Canım Kardeşim 1973 yılında çekildi.

MÜCADELE HİÇ BİTMEYECEK
Usta oyuncu, 7 Eylül’de Adana Çukurova Belediyesi tarafından Orhan Kemal Kültür Merkezi’nde düzenlenen Yılmaz Güney’i anma gecesine de katılmayı istemiş ancak sağlık durumu nedeniyle bu mümkün olmamıştı. Törene hasta yatağından telefonla bağlanan oyuncunun konuşması, salondakileri duygulandırmıştı. Fatoş Güney’in “Tarık sen bizim canımızsın ve iyileşecek, yine güzel işler yapacaksın” sözlerine, ünlü sanatçı “Mücadele hiç bitmeyecek” diye karşılık vermişti. Bu, Tarık Akan’ın kamuoyunda duyulan son sesi oldu.


HEP SAYGIYLA ANILACAK

Türkan Şoray: Canımızdan bir parça gitti. O benim, bizim yol arkadaşımızdı. Sinemaya ve ülkesine olan aşkıyla, onurlu duruşuyla hep saygıyla anılacak.

Hülya Koçyiğit: Onurlu, hassas, duygusal, eğitime gönül vermiş ve bu bağlamda Taş Mektep’i kurmuş olan, hayatı boyunca inandıklarının peşinden giden, bunun için mücadele veren, Türk sinemasına çok önemli sanatsal filmler kazandıran bir ustayı kaybettik.

Filiz Akın: O sadece en önemli festivallerde ödül kazanmış büyük bir aktör değil, dost ve sevecen bir insandı. Güle güle güzel bakışlı arkadaşım.

Fatma Girik: Solan bir yaprak gibi düştü Tarık.

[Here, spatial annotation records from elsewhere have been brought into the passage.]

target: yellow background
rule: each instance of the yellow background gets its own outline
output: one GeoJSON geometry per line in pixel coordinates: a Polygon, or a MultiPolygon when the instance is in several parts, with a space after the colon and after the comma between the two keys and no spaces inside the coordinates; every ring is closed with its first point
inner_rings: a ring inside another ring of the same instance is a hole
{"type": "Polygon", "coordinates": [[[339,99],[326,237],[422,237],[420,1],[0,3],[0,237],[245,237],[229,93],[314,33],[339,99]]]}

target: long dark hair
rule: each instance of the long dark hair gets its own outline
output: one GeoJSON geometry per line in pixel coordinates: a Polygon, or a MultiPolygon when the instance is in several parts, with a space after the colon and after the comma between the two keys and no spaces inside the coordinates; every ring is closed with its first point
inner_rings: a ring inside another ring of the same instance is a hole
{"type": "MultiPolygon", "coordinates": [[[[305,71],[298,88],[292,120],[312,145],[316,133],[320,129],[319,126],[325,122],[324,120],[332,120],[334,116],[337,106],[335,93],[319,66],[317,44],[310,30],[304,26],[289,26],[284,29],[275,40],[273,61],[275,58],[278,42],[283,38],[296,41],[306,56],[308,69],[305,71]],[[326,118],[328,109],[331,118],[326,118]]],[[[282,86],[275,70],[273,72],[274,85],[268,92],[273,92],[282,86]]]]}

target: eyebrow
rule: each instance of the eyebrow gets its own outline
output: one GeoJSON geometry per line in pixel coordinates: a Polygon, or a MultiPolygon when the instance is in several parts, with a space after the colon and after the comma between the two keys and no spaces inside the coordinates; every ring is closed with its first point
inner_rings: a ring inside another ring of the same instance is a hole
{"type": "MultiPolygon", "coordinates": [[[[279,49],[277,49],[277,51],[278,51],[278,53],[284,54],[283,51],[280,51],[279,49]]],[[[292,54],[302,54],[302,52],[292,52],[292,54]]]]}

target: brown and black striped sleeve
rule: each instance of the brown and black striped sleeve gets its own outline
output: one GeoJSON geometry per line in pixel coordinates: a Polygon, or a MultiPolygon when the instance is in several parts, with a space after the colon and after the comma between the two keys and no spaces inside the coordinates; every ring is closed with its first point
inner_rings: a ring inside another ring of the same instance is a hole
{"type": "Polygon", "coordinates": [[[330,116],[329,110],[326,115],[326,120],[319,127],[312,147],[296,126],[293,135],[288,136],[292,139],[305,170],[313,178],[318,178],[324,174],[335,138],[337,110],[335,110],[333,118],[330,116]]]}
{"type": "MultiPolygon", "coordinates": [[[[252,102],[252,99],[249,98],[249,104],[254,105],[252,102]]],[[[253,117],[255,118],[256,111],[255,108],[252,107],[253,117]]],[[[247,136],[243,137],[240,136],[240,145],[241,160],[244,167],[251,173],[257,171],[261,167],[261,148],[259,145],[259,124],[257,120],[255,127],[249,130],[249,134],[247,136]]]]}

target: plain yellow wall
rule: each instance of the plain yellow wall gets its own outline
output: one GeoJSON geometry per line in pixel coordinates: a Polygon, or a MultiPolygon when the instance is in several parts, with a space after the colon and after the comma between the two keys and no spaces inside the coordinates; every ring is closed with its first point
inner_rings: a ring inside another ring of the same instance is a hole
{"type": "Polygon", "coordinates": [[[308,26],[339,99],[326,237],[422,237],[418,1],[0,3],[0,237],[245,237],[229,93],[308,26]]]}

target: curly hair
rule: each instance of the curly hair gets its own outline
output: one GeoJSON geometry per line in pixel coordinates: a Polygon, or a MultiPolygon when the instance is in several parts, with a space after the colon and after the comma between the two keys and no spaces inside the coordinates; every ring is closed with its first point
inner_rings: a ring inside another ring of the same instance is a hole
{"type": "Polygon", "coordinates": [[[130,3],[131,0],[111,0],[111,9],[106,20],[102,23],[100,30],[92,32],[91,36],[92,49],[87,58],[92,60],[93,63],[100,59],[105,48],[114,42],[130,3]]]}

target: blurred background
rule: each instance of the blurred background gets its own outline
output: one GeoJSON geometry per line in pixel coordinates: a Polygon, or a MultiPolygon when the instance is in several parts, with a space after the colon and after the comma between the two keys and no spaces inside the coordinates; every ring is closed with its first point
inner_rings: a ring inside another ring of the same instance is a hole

Türk sinemasında iyi işler yapan, devrimci, eğitimci, sinemaya çok emeği geçmiş bir adamı iki kelimeyle anlatmak mümkün mü?

Emel Sayın: İki gün önce Kıbrıs’a giderken havaalanında konuştum. İyi olduğunu söyledi. Sesi gayet keyifli geliyordu. Bayram sonrası kendisini görmeyi çok istiyordum. Çok üzgünüm.

Hale Soygazi: O kadar beklenmedik bir ölüm ki... Çok iyi arkadaşımdı. En güzel filmleri birlikte yaptık. Mail üzerinden haberleşiyorduk. Ani oldu gidişi, çok üzgünüm.

Perihan Savaş: Birlikte çok şey paylaştık. 5-6 filmde beraber rol aldık. Duruşuyla, hayata bakışıyla çok özel biriydi.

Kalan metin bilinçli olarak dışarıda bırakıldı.